Vesta then served briefly with the West Africa Squadron.

On 30 December Vesta and captured Princessa de Beira (or Princess Beira) off Boa Vista, Cape Verde. Princessa de Beira was a United States schooner. The Vice admiralty court at Freetown condemned her, and freed the 56 slaves that she was carrying. The court ruled that Princessa was in fact U.S. and that her Portuguese colours were false.

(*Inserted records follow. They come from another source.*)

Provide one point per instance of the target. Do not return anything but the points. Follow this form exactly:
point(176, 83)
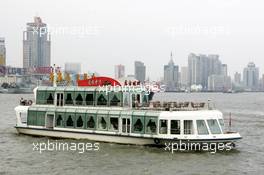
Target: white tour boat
point(131, 117)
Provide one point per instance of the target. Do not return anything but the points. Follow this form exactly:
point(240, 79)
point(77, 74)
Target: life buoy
point(157, 141)
point(29, 102)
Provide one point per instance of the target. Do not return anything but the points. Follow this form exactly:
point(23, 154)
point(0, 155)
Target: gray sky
point(121, 31)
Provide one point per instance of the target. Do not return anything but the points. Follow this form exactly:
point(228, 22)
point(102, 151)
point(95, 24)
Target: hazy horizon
point(122, 31)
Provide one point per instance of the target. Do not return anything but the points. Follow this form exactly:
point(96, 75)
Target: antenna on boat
point(55, 76)
point(230, 122)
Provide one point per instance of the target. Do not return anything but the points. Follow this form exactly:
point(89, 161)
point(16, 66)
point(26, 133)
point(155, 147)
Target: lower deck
point(112, 125)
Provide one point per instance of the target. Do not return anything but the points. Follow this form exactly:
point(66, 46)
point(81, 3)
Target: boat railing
point(175, 106)
point(24, 102)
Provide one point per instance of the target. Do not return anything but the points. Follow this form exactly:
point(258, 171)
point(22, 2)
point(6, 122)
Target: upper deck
point(134, 97)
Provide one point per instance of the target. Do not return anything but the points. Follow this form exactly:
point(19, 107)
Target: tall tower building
point(119, 71)
point(198, 70)
point(36, 45)
point(251, 76)
point(140, 71)
point(171, 76)
point(2, 52)
point(237, 78)
point(224, 69)
point(184, 76)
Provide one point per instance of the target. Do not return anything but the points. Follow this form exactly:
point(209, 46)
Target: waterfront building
point(237, 78)
point(119, 71)
point(219, 83)
point(184, 76)
point(140, 71)
point(36, 45)
point(200, 67)
point(72, 68)
point(198, 70)
point(2, 52)
point(251, 76)
point(171, 75)
point(224, 69)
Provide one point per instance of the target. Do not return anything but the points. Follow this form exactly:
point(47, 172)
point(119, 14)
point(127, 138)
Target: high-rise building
point(73, 68)
point(219, 83)
point(200, 67)
point(198, 70)
point(237, 78)
point(2, 52)
point(140, 71)
point(224, 69)
point(262, 82)
point(36, 45)
point(171, 76)
point(119, 71)
point(251, 76)
point(184, 76)
point(215, 65)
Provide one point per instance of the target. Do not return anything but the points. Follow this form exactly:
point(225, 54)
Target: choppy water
point(17, 155)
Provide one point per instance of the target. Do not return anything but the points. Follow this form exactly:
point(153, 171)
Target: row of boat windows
point(143, 125)
point(79, 98)
point(188, 126)
point(87, 98)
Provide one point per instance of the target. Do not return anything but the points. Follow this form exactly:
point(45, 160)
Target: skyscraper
point(198, 70)
point(171, 76)
point(119, 71)
point(251, 76)
point(2, 52)
point(237, 78)
point(140, 71)
point(36, 45)
point(224, 69)
point(184, 76)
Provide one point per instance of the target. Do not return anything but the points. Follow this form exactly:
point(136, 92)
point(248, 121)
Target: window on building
point(175, 127)
point(163, 126)
point(201, 127)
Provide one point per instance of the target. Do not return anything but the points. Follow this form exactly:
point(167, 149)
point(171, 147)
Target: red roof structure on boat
point(98, 81)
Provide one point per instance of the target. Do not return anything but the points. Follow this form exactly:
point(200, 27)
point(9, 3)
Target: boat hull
point(120, 139)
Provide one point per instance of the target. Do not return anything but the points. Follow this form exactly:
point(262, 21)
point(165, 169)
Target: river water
point(17, 155)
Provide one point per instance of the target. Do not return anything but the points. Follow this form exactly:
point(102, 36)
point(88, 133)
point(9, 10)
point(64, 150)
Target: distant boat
point(16, 90)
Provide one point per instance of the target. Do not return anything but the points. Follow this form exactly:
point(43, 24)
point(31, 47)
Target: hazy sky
point(121, 31)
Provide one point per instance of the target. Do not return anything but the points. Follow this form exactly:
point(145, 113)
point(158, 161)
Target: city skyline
point(129, 35)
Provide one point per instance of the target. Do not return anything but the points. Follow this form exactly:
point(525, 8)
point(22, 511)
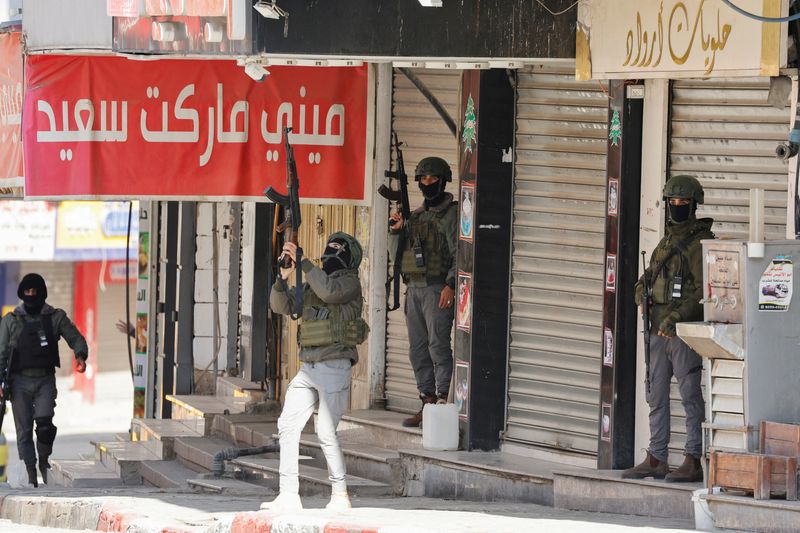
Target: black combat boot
point(32, 475)
point(44, 466)
point(691, 470)
point(650, 467)
point(416, 420)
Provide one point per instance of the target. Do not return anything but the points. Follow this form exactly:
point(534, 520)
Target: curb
point(264, 522)
point(116, 517)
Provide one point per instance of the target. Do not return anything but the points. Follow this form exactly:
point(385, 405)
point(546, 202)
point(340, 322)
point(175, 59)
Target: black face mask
point(432, 192)
point(33, 304)
point(333, 259)
point(680, 213)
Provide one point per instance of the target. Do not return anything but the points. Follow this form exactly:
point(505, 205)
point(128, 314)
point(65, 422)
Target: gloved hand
point(638, 291)
point(667, 326)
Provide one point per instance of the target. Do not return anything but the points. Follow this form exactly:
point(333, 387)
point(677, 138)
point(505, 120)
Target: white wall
point(204, 283)
point(10, 10)
point(66, 24)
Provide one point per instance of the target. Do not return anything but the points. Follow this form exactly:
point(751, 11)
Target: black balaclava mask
point(33, 304)
point(334, 259)
point(434, 192)
point(681, 213)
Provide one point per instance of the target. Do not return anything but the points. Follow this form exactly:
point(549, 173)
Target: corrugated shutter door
point(724, 132)
point(557, 260)
point(423, 134)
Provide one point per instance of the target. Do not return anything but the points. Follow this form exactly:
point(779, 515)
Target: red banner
point(10, 110)
point(109, 127)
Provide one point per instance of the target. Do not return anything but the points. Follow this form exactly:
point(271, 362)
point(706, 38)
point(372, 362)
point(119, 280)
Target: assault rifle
point(647, 294)
point(4, 386)
point(400, 197)
point(290, 226)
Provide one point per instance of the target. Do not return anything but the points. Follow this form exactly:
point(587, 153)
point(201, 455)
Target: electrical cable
point(741, 11)
point(128, 287)
point(554, 13)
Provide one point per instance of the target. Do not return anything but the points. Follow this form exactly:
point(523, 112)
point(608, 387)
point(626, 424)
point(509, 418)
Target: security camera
point(256, 71)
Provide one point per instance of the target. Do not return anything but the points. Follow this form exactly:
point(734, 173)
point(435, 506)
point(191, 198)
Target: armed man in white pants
point(331, 327)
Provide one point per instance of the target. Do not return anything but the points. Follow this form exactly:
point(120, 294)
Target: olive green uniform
point(330, 329)
point(669, 354)
point(430, 327)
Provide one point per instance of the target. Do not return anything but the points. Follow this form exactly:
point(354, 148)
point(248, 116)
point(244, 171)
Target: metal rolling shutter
point(724, 132)
point(424, 134)
point(557, 260)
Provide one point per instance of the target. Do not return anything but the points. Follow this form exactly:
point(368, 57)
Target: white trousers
point(326, 387)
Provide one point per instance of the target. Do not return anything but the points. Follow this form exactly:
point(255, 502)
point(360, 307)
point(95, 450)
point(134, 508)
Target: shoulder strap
point(680, 247)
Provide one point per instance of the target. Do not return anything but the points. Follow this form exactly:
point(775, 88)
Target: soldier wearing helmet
point(330, 328)
point(676, 280)
point(429, 271)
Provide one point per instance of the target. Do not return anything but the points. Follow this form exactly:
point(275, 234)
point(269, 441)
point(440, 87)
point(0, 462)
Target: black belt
point(36, 372)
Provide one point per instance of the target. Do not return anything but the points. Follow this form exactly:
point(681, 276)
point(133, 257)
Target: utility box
point(750, 340)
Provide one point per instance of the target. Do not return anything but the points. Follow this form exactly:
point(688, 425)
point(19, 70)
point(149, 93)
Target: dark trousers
point(33, 398)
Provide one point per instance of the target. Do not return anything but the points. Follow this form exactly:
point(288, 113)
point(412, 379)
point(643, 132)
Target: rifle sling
point(397, 270)
point(682, 246)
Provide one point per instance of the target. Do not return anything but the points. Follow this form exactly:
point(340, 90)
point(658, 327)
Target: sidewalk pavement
point(146, 510)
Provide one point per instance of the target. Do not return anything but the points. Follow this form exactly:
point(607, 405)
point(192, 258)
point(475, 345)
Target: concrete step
point(229, 486)
point(744, 513)
point(82, 474)
point(313, 481)
point(245, 429)
point(124, 459)
point(372, 425)
point(240, 388)
point(605, 491)
point(362, 460)
point(157, 435)
point(202, 407)
point(198, 452)
point(166, 474)
point(478, 476)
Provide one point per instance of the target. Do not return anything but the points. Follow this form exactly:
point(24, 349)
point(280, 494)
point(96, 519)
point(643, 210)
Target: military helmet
point(683, 186)
point(433, 166)
point(355, 247)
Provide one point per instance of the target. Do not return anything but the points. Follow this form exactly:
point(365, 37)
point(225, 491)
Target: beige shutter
point(724, 132)
point(558, 261)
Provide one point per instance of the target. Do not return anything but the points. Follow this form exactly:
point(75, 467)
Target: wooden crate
point(761, 474)
point(779, 439)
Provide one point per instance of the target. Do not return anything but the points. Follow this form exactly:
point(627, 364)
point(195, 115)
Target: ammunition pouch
point(315, 333)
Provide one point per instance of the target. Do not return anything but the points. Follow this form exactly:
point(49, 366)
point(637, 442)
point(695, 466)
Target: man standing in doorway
point(675, 278)
point(428, 265)
point(330, 328)
point(28, 360)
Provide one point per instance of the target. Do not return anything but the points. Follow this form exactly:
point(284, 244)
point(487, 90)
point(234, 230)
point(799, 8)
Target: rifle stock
point(400, 197)
point(646, 296)
point(290, 226)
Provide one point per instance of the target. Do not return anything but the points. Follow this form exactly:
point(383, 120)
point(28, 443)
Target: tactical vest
point(431, 236)
point(322, 324)
point(37, 345)
point(662, 284)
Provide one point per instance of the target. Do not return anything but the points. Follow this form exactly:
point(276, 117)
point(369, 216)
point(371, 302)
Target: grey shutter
point(724, 132)
point(557, 260)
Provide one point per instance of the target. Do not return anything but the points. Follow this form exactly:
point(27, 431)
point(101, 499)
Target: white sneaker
point(284, 502)
point(340, 501)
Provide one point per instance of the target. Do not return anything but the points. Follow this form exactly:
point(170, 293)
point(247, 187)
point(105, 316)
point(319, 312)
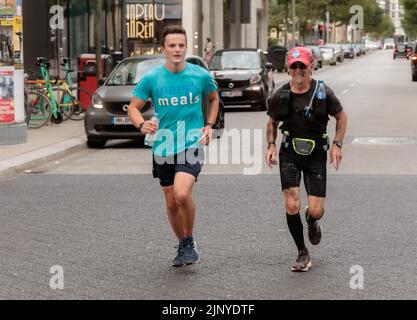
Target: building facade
point(66, 28)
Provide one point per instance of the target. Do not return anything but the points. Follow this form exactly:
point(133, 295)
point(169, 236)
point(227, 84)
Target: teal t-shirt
point(177, 98)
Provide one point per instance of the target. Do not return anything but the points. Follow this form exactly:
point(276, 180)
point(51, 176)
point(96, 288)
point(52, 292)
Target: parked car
point(277, 55)
point(358, 49)
point(400, 51)
point(413, 59)
point(244, 77)
point(409, 49)
point(389, 43)
point(329, 56)
point(317, 56)
point(107, 117)
point(338, 51)
point(348, 51)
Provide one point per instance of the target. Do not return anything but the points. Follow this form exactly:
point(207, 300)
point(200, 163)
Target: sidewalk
point(44, 145)
point(55, 141)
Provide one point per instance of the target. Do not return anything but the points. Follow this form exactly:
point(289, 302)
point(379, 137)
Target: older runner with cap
point(303, 107)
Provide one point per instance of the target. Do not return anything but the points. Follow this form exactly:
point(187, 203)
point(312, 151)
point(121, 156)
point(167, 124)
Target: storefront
point(12, 118)
point(144, 22)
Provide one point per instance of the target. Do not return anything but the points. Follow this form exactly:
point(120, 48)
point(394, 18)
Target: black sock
point(296, 228)
point(311, 220)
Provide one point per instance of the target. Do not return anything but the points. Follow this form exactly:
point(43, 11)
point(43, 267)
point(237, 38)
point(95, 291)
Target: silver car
point(107, 117)
point(329, 55)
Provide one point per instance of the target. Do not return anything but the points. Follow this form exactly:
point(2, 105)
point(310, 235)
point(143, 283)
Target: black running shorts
point(165, 168)
point(312, 167)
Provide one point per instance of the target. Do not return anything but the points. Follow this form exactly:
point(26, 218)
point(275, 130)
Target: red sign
point(7, 110)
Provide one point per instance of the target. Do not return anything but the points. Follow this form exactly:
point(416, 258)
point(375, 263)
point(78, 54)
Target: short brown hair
point(172, 29)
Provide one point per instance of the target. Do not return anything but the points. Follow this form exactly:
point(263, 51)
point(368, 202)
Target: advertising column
point(13, 129)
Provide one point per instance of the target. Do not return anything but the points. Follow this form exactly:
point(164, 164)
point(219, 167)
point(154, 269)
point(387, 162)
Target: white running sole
point(309, 265)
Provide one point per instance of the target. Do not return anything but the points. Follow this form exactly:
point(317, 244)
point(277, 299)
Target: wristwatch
point(140, 126)
point(338, 143)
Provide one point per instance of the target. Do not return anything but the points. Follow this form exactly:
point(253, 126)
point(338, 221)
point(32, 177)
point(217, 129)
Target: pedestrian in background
point(177, 90)
point(208, 51)
point(303, 106)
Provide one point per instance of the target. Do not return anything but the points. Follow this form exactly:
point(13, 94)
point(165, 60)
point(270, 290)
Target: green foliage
point(311, 11)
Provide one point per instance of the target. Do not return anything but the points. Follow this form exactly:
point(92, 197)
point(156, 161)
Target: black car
point(317, 56)
point(107, 117)
point(400, 51)
point(244, 77)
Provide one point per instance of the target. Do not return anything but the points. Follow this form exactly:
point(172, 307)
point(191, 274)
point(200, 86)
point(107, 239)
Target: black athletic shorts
point(313, 167)
point(165, 168)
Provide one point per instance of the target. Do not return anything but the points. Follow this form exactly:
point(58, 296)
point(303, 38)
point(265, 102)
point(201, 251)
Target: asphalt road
point(100, 215)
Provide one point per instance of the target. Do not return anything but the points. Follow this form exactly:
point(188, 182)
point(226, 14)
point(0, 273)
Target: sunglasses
point(298, 65)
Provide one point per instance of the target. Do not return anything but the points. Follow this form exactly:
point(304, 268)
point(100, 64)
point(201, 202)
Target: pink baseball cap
point(300, 54)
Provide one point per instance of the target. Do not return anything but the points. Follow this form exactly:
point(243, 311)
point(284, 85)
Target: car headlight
point(97, 102)
point(255, 78)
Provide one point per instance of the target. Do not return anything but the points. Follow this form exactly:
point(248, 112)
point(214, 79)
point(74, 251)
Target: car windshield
point(245, 60)
point(130, 71)
point(326, 50)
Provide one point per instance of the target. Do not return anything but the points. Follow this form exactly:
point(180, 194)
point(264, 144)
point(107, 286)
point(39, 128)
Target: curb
point(42, 156)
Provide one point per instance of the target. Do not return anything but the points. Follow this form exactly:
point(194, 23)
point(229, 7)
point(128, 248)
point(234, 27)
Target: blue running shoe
point(179, 259)
point(190, 255)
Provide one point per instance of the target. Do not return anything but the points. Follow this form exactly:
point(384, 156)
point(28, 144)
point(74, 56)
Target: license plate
point(121, 121)
point(231, 94)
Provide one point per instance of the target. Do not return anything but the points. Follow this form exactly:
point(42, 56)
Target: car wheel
point(218, 129)
point(263, 106)
point(96, 143)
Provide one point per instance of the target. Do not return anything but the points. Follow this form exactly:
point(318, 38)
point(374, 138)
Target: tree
point(97, 36)
point(409, 22)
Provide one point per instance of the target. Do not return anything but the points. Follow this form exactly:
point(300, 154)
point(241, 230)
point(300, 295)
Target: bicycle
point(61, 92)
point(38, 109)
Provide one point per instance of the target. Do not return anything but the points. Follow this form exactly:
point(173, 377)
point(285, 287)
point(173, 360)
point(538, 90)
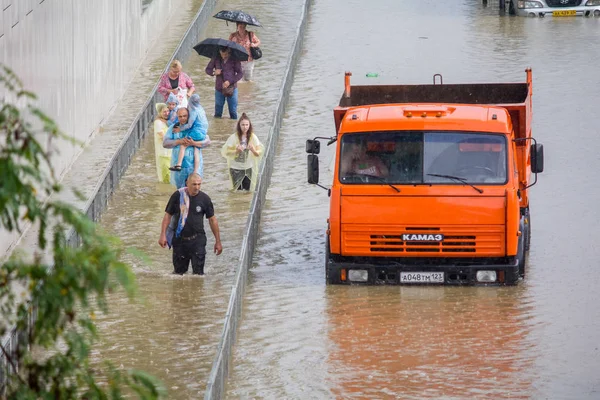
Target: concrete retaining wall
point(122, 157)
point(79, 57)
point(220, 369)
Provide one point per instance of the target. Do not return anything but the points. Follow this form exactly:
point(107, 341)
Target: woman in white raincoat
point(243, 151)
point(162, 155)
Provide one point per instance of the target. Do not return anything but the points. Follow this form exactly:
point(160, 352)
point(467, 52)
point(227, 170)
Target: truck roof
point(471, 93)
point(387, 100)
point(427, 117)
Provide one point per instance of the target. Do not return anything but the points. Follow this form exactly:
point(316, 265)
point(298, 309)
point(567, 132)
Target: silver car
point(554, 8)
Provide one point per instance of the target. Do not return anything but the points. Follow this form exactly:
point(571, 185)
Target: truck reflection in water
point(426, 342)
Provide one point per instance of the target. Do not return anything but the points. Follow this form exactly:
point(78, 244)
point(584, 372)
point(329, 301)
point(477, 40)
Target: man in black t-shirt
point(190, 243)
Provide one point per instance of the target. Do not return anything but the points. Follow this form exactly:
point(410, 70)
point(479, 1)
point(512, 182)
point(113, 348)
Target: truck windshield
point(405, 157)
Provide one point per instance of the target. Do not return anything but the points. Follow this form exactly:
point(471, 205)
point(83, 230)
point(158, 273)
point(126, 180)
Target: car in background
point(554, 8)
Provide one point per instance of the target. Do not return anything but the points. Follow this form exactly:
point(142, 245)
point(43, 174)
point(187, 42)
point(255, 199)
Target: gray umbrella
point(237, 16)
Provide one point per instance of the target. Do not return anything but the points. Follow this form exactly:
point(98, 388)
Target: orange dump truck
point(431, 183)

Then on 13 January 1812, Vesta and Sabrina captured Pepe, a U.S.-owned slave schooner, in the River Gambia. The court in Sierra Leone condemned her and freed the 73 slaves she was carrying. The court ruled that despite her Spanish colours, Pepe was American and British property. In the seizure Captain Tillard of Sabrina used dubious means to induce the local slave merchant to add 64 slaves to the nine already aboard Pepe at the time of the seizure and so make the exercise more lucrative. (Note: A first class share of the prize money for Pepe and the bounty for slaves captured on Princess de Beira was worth £404 6s 7½d. A sixth-class share, that of an ordinary seaman, was worth £6 9s 11½d. However, £401 was retained by to meet expenses arising from appeals re the case of the Princess de Beira. Unfortunately, the prize agent, Henry Abbott, went bankrupt. It was not until May 1835 that a final dividend was paid from his estate. The Navy List also gives the date of capture for Pepe as 13 June 1812. A first class share of the final payment for Princess de Beira was worth £41 5s 6d; a sixth-class share was worth 13s 2¼d. A first-class share of the final payment for Pepe was worth £9 18s 9d; a sixth class share was worth 3s 2¼d.)

In February Vesta sailed to the Rio Pongas to attempt to capture four British subjects engaging in slave trading in violation of the law for the abolition of the slave trade. Miall managed to apprehend two and bring them back to Freetown.

Vesta then returned to England.

Lloyd's List (LL) reported on 12 February 1813 that the schooner Vesta had recaptured the English merchantman which a French privateer had captured off Cartagena, Spain, during a calm. Vesta brought Hebe into Gibraltar.

On 1 October 1813, Vesta recaptured the Spanish brig St. Francisco de Assis.

===Disposal===
In January 1816 the Admiralty put Vesta up for sale at Deptford. She was sold for £500 on 11 January 1816.

==Merchantman==
Vesta appeared in the Register of Shipping for 1818 with Ford, master, and W. Major, owner.

| Year | Master | Owner | Trade |
|---|---|---|---|
| 1817 not published |  |  | Undergoing repair |
| 1818 | Ford | W. Major & Co. | Portsmouth-Newfoundland |
| 1819 | Ford | W. Major & Co. | Portsmouth-Newfoundland |
| 1820 | Ford | W. Major & Co. | Portsmouth-Newfoundland |
| 1821 | Ford | W. Major & Co. | Portsmouth-Newfoundland |
| 1822 | Ford Andrews | W. Major & Co. Harrison | Portsmouth-Newfoundland |
| 1823 | Andrews | Harrison | Portsmouth-Newfoundland |

==Loss==
Vesta was sailing from Poole and Waterford to Carbonear when on 20 May 1823 she struck an iceberg about 100 miles east of Cape St Francis. The crew took to the boats and she sank almost immediately. About 30 hours later Elizabeth, Hearn, master, of Harbour Grace, came by and rescued the crew. Elizabeth was on a seal hunting voyage. She landed the crew a few days later at Musquito.